Ohio State is in the process of revising websites and program materials to accurately reflect compliance with the law. While this work occurs, language referencing protected class status or other activities prohibited by Ohio Senate Bill 1 may still appear in some places. However, all programs and activities are being administered in compliance with federal and state law.

Seminar: Jeongyoun Ahn

Statistics Seminar
February 23, 2006
All Day
209 W. Eighteenth Ave. (EA), Room 170

Title

High Dimension, Low Sample Size Data Analysis

Speaker

Jeongyoun Ahn, University of North Carolina

Abstract

Most of the literature regarding the statistical analysis of High Dimension, Low Sample Size (HDLSS) data deals with the situations where both the dimension d and the sample size n go to infinity together. In this talk the case where d tends to infinity while n is fixed is examined. We show that the sample covariance matrix behaves as if the underlying distribution is spherical if d is much larger than n. This result plays a key role in extending to more general settings the asymptotic geometric representation of HDLSS data, which says the randomness of the data only lies in random rotations of a regular n-simplex.
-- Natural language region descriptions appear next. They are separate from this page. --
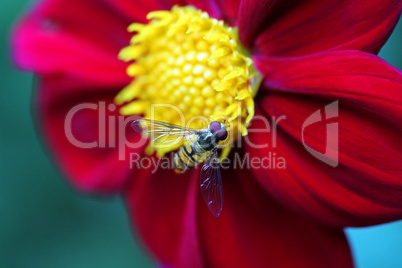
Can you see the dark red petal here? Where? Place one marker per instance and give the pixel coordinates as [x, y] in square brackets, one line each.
[314, 26]
[162, 206]
[365, 187]
[252, 16]
[294, 28]
[210, 6]
[78, 38]
[137, 10]
[253, 230]
[105, 168]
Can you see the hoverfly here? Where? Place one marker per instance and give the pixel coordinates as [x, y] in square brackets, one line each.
[202, 147]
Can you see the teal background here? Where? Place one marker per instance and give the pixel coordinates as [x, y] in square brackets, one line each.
[45, 223]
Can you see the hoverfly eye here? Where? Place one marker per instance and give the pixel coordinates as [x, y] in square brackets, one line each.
[215, 126]
[222, 134]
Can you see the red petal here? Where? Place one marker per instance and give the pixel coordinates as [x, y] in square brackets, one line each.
[78, 38]
[253, 230]
[105, 166]
[295, 28]
[365, 188]
[210, 6]
[137, 10]
[160, 203]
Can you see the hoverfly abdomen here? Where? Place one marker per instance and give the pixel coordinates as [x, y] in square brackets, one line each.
[201, 149]
[187, 157]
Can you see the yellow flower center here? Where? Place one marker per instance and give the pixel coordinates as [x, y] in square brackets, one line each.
[188, 65]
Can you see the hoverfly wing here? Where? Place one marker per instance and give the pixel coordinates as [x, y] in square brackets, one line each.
[160, 132]
[211, 185]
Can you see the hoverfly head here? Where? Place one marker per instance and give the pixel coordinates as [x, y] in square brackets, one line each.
[219, 130]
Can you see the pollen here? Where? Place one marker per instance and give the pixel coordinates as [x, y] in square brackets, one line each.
[187, 66]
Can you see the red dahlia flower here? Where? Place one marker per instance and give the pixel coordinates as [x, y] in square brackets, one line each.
[310, 53]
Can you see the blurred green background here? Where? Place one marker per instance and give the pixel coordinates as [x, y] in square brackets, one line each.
[45, 223]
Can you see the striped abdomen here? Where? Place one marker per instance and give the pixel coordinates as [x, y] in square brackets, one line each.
[188, 156]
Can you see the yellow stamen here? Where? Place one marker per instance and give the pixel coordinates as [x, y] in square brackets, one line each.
[189, 65]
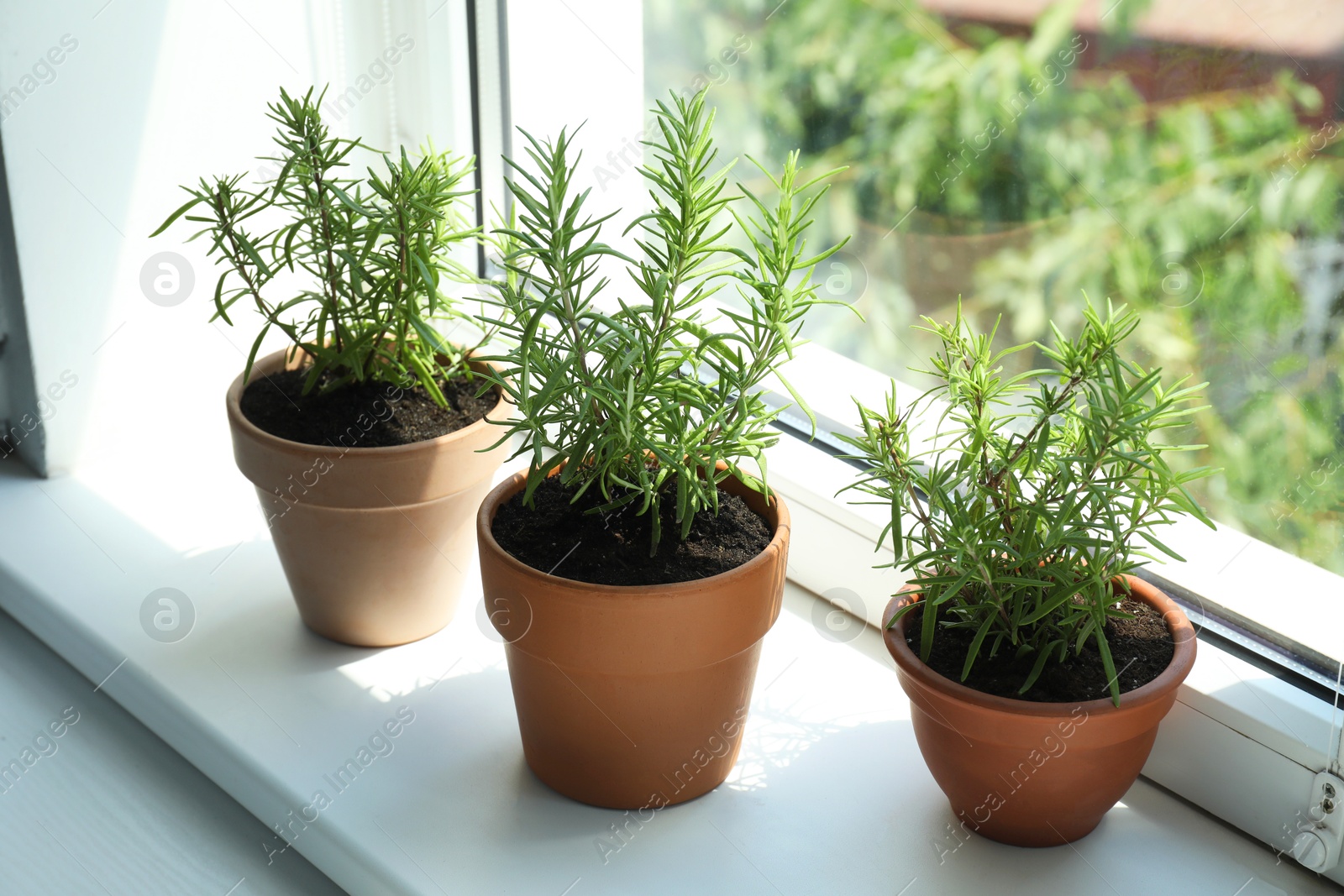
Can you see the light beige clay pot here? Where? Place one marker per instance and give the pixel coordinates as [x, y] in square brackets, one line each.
[374, 540]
The classification problem with HDLSS data is also considered in this presentation. There exists a one-dimensional direction in the data space (i.e., the n dimensional subspace generated by the data vectors) such that the projected data have only two distinct values. This direction is uniquely determined in the data space and lies within the affine set of the data. It has a similar formula to the Fishers linear discrimination direction and is shown to be equivalent in non-HDLSS cases. 

In the second part of the talk the bandwidth selection problem in the kernel method is considered. The usual cross validation method is observed to be subjective to sampling variation and computationally expensive. A new method is proposed, based on the geometrical understanding of kernel based classification: a nonlinear classification that is actually a linear one in the embedded feature space. A bandwidth that makes this linear classification task the easiest is chosen. This method is empirically shown to be robust to sampling variation and take much less computing time.

Meet the speaker in Room 212 Cockins Hall at 4:30 p.m. Refreshments will be served.